Machine Learning vs Differential Privacy
post by Ilio · 2023-01-05T15:14:05.489Z · LW · GW · No commentsThis is a question post.
Contents
Answers 13 rpglover64 None No comments
edit: see below for clarifications by expert domain rpglover64 and a good pick of references from the gears to ascenscion. My one (cheatingly long) sentence takeaway is: it’s clear training does not automatically lead to DP, it’s unclear if DP can always or seldom help training, it’s likely that easy algorithms are not available yet, it’s unlikely that finding one is low hanging fruit.
From wikipedia, « an algorithm is differentially private if an observer seeing its output cannot tell if a particular individual's information was used in the computation ». In other words, if some training process asymptotically converges toward generalisable knowledge only, then it should tend to become differentially private.
…or so it seems to me, but actually I’ve no idea if that’s common knowledge in ml- or crypto- educated folks, versus it’s pure personal guess and there’s no reason to believe that. What do you see as the best argument for or against that idea? Any guess on how to disprove or prove it?
Extra Good Samaritan point : my english sucks, so any comment rewriting this post in good english, even if for minor details, is a great help thank you.
This is version 0.1
Answers
I've been working in differential privacy for the past 5 years; given that it doesn't come up often unprompted, I was surprised and pleased by this question.
Short answer: no, generalizability does not imply differential privacy, although differential privacy does imply generalizability, to a large degree.
The simplest reason for this is that DP is a property that holds for all possible datasets, so if there is even one pathological data set for which your algorithm overfits, it's not DP, but you can still credibly say that it generalizes.
(I have to go, so I'm posting this as it, and I will add more later if you're interested.)
↑ comment by Ilio · 2023-01-05T18:33:55.357Z · LW(p) · GW(p)
Thanks and yes please add! For example, if DP implies generalization, then why isn’t every one trying to complete backprop with DP principles to make a (more robust)/(better at privacy) learning strategy?
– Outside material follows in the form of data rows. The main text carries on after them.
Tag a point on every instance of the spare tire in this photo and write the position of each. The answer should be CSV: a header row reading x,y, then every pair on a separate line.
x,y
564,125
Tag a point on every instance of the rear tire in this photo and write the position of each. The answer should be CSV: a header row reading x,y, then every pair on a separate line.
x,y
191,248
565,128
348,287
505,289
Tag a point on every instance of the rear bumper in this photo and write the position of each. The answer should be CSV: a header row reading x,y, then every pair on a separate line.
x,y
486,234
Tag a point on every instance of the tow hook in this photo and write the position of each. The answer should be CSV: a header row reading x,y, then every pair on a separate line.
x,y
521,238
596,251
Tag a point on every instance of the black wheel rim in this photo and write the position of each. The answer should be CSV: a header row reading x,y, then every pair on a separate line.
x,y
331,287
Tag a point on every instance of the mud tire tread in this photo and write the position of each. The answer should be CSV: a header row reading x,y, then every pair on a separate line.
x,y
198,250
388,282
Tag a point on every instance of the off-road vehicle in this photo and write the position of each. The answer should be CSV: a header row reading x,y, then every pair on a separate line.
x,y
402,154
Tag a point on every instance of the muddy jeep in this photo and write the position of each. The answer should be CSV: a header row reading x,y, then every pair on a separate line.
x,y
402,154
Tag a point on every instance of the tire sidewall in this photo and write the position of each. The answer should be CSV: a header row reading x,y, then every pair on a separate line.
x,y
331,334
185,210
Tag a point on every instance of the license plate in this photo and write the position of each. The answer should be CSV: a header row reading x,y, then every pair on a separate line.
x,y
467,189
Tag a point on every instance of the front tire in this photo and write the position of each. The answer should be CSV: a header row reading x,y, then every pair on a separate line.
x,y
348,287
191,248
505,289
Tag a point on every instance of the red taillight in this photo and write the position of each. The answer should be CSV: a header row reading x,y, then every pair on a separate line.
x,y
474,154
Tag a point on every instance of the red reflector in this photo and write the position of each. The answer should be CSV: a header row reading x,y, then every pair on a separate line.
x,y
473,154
Or that’s what every one tried but it’s trickier than it seems?
Replies from: alex-rozenshteyn, lahwran↑ comment by rpglover64 (alex-rozenshteyn) · 2023-01-06T01:22:54.635Z · LW(p) · GW(p)
As mentioned in the other reply, DP gives up performance (though with enough data you can overcome that, and in many cases, you'd need only a little less data for reliable answers anyway).
Another point is that DP is fragile and a pain:
- you have to carefully track the provenance of your data (so you don't accidentally include someone's data twice without explicitly accounting for it)
- you usually need to clip data to a priori bounds or something equivalent (IIRC, the standard DP algorithm for training NNs requires gradient clipping)
- you can "run out of budget"--there's a parameter that bounds the dissimilarity, and at some point, you have run so many iterations that you can't prove that the result is DP if you keep running; this happens way before you stop improving on the validation set (with current DP techniques)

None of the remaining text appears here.